Mrs. A was naturally unhappy about this turn of events and went down to get Ms. S's side of the story. Surely things could not be as bad as they seemed. No, they were actually worse. She came to find out that Ms. S had no idea that the lady was looking for county histories in the first place. According to Ms. S, she'd been shelving books when the lady came in and asked where she could find histories. Ms. S, rather than going to the OPAC and conducting a reference interview to narrow down the subject to see what precisely the lady was looking for and where precisely on the three walls of history it might be located, didn't even leave her shelving but just told her that history was upstairs and waived a hand in the general area of the ceiling, above which the books were located. (She actually admitted to this, oblivious to the inherent problems.)
Mrs.

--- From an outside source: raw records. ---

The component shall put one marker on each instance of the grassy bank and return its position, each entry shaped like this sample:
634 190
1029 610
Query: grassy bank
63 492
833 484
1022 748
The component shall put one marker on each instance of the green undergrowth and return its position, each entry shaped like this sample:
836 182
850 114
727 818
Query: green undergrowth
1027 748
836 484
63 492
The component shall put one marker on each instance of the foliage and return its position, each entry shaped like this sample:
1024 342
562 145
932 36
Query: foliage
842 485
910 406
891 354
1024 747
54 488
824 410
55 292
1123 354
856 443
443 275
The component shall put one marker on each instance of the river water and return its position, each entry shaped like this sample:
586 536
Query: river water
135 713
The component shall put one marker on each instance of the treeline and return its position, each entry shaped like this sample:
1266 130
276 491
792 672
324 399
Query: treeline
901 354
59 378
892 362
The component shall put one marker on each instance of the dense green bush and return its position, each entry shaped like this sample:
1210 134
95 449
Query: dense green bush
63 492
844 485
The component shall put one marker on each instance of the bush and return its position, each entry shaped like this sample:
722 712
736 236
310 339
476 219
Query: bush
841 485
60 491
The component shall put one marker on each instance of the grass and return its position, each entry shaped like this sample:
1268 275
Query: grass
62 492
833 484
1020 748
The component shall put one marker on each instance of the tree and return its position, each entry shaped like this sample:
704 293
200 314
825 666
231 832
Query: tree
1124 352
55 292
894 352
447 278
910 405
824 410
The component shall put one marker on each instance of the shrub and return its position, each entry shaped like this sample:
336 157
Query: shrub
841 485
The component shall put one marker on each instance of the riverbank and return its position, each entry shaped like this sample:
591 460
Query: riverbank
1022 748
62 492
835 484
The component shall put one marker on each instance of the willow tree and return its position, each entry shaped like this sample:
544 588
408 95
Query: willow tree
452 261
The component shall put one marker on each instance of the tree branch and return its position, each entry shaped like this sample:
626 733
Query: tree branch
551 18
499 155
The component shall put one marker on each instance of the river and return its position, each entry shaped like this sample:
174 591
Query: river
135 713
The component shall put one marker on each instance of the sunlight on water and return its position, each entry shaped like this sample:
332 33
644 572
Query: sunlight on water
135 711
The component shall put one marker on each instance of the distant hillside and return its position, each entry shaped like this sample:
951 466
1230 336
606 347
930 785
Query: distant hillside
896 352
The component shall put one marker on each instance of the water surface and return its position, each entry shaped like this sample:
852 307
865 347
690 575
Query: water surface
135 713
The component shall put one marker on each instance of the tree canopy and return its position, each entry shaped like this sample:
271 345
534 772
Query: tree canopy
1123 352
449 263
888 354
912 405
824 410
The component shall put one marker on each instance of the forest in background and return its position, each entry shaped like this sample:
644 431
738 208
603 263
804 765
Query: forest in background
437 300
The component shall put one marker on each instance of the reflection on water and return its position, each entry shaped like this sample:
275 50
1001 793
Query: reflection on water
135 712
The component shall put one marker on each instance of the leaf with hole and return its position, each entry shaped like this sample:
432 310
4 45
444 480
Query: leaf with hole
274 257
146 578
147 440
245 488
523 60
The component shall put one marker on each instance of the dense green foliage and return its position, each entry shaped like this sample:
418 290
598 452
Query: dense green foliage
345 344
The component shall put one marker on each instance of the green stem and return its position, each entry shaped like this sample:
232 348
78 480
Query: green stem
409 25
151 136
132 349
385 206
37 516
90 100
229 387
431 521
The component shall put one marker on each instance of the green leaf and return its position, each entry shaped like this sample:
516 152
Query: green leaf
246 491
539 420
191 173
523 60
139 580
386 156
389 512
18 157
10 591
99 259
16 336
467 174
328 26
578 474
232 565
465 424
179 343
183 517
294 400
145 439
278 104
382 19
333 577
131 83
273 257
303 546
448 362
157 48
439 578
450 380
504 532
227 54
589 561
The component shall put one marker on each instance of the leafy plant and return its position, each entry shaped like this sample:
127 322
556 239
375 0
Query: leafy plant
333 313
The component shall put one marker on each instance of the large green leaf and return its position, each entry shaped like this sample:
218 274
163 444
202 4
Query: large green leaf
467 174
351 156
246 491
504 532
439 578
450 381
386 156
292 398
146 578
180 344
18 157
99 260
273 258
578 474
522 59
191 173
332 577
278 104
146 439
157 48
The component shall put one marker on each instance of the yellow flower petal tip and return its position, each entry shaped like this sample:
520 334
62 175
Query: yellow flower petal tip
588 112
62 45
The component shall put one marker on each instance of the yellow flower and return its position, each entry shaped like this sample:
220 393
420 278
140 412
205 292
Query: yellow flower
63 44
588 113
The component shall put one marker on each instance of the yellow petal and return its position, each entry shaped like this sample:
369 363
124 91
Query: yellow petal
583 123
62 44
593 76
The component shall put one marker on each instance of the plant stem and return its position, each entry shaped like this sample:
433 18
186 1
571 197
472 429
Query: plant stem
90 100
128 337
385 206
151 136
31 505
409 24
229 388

A explained to her that this was unacceptable and that she should have gone to the OPAC and helped the woman narrow it down, because when it comes to history seekers they're always going to be looking for something specific. And besides that, the books the lady wanted were not upstairs in the first place.
"But I was busy," Ms. S reportedly responded. Yes, that's right: Ms. S, dog turd smeared in thick carpet, carried in on the bottom of the shoes of the very name of good shelvers planetwide that she is, was too busy shelving to help a patron.
"And she has a degree in this," I reminded my coworkers who had gathered to hear Mrs. A's tale.
"Actually, no," Mrs. A said. See, we had been lead to believe that Ms. S had some sort of undergraduate degree in library sciences because she had told us that she'd gone to school for it and had previously worked in a library. However, according to Mrs. A, Ms. S actually has a general studies associate's degree with a library science emphasis. This doesn't actually mean she took any sort of classes about library science. What it means is that she was allowed to intern at a library during her 2 years at school. The particular library she interned with put her on the circ desk where her sole job was to check books in and out. And that was the extent of her training before darkening our door.
"Ahh, so that explains a few things," I said.
"I just can't imagine it," Mrs. A said. "Do you think that if she worked in a restaurant and refused to go over and help a customer because she was busy with something else, they'd let her get away with it?"
I allowed a slight pause.
"Well, she does work in a restaurant," I said. "And I imagine if we went there, we'd see her doing precisely that."
Mrs. A bit her lip. "You're probably right."